Fusion of Modulation Spectrogram and SSL with Multi-head Attention for Fake Speech Detection

Authors: Rishith Sadashiv T N, Abhishek Bedge, Saisha Suresh Bore, Jagabandhu Mishra, Mrinmoy Bhattacharjee, S R Mahadeva Prasanna

Published: 2025-08-01 19:20:18+00:00

AI Summary

This paper proposes a novel fake speech detection model that fuses self-supervised learning (SSL) speech embeddings with modulation spectrogram features using multi-head attention. The resulting fused representation is then fed into an AASIST network for classification, achieving significant performance improvements over a baseline model in both in-domain and out-of-domain scenarios.

Abstract

Fake speech detection systems have become a necessity to combat against speech deepfakes.
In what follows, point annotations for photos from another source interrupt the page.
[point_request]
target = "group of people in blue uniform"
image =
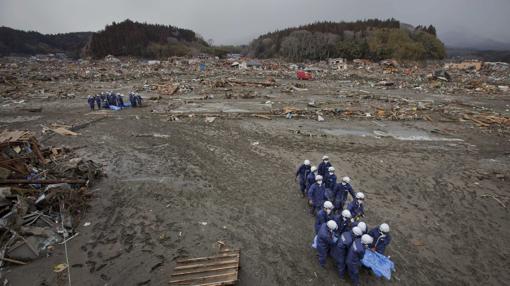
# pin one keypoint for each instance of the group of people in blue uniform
(106, 99)
(340, 230)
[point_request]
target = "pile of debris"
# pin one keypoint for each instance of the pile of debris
(43, 192)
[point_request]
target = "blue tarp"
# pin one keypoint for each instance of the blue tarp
(314, 243)
(380, 264)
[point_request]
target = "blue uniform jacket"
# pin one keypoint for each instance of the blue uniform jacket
(301, 172)
(330, 182)
(339, 251)
(355, 253)
(380, 241)
(310, 180)
(322, 217)
(317, 195)
(356, 209)
(323, 168)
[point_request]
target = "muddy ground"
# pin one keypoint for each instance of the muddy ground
(437, 183)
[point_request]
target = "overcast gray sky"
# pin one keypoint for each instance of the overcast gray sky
(238, 21)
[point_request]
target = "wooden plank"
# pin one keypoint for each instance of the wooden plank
(13, 260)
(203, 270)
(227, 276)
(222, 283)
(208, 258)
(179, 267)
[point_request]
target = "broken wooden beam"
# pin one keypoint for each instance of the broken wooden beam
(219, 269)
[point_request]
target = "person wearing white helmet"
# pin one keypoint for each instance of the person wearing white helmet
(340, 249)
(325, 240)
(355, 255)
(301, 173)
(362, 225)
(324, 215)
(382, 237)
(330, 183)
(316, 194)
(344, 221)
(120, 101)
(341, 192)
(356, 206)
(310, 178)
(91, 101)
(323, 166)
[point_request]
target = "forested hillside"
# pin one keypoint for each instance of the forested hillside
(130, 38)
(372, 39)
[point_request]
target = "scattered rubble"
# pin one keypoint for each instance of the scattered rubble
(43, 193)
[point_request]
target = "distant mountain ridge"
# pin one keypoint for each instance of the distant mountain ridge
(126, 38)
(130, 38)
(465, 40)
(16, 42)
(370, 39)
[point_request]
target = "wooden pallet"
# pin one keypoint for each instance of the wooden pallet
(217, 270)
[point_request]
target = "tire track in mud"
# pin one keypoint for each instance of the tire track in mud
(245, 193)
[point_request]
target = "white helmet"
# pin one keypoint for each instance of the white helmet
(367, 239)
(357, 231)
(346, 214)
(328, 205)
(384, 228)
(332, 225)
(362, 226)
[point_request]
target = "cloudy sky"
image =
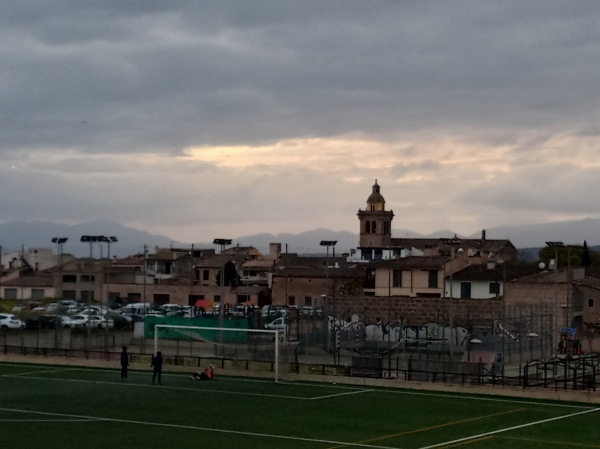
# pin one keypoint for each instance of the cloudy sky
(201, 119)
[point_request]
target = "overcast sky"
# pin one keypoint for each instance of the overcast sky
(202, 119)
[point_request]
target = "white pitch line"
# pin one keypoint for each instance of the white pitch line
(161, 387)
(57, 370)
(204, 429)
(47, 420)
(339, 394)
(535, 423)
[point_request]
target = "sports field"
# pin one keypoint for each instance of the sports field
(43, 406)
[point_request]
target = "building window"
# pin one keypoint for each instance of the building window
(465, 290)
(397, 278)
(495, 288)
(433, 279)
(70, 294)
(37, 293)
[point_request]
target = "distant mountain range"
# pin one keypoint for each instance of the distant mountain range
(37, 234)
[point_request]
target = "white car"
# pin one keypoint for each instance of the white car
(280, 324)
(67, 321)
(98, 321)
(9, 321)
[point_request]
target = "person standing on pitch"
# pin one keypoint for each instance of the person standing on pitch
(124, 363)
(157, 365)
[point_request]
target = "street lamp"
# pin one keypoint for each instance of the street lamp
(555, 245)
(58, 294)
(60, 241)
(335, 336)
(452, 243)
(222, 243)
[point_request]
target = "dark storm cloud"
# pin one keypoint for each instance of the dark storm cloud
(134, 76)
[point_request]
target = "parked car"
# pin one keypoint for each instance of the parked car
(271, 311)
(99, 321)
(170, 309)
(306, 311)
(120, 322)
(280, 323)
(41, 322)
(9, 321)
(70, 321)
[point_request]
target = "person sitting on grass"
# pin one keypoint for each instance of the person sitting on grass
(207, 374)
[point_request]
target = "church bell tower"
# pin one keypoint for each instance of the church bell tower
(375, 222)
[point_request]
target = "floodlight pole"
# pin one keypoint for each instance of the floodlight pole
(336, 349)
(222, 243)
(555, 336)
(452, 243)
(60, 241)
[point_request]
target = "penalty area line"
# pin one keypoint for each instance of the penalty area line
(199, 428)
(337, 395)
(494, 432)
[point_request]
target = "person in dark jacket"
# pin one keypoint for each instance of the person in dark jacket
(157, 365)
(124, 363)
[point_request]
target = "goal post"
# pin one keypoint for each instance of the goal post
(259, 348)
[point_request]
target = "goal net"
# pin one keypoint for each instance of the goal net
(256, 351)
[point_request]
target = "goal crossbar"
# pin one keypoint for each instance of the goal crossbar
(274, 332)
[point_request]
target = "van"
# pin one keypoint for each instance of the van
(136, 308)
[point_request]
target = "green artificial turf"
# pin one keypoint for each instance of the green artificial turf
(70, 407)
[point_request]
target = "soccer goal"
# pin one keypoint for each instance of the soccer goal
(257, 350)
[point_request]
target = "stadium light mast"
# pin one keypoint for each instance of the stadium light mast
(556, 245)
(222, 243)
(452, 243)
(336, 330)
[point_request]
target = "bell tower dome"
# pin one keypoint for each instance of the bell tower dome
(375, 222)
Current systems exhibit poor generalizability on out-of-domain speech samples due to lack to diverse training data. In this paper, we attempt to address domain generalization issue by proposing a novel speech representation using self-supervised (SSL) speech embeddings and the Modulation Spectrogram (MS) feature. A fusion strategy is used to combine both speech representations to introduce a new front-end for the classification task. The proposed SSL+MS fusion representation is passed to the AASIST back-end network. Experiments are conducted on monolingual and multilingual fake speech datasets to evaluate the efficacy of the proposed model architecture in cross-dataset and multilingual cases. The proposed model achieves a relative performance improvement of 37% and 20% on the ASVspoof 2019 and MLAAD datasets, respectively, in in-domain settings compared to the baseline. In the out-of-domain scenario, the model trained on ASVspoof 2019 shows a 36% relative improvement when evaluated on the MLAAD dataset. Across all evaluated languages, the proposed model consistently outperforms the baseline, indicating enhanced domain generalization.


Key findings
The proposed model significantly outperforms the baseline in both in-domain and cross-dataset evaluations, showing a relative improvement of up to 37%. The model also demonstrates improved generalization across multiple languages, indicating enhanced robustness to domain shifts and language variations.
Approach
The authors address the domain generalization problem in fake speech detection by fusing self-supervised learning (SSL) embeddings with modulation spectrogram features. A multi-head attention mechanism combines these representations, which are then input to an AASIST network for classification. This approach aims to leverage both frame-level and prosodic-level information for improved robustness.
Datasets
ASVspoof 2019 Logical Access (LA), ASVspoof 2021 LA, and MLAAD datasets.
Model(s)
wav2vec 2.0 XLS-R (for SSL embeddings), AASIST network.
Author countries
India, Finland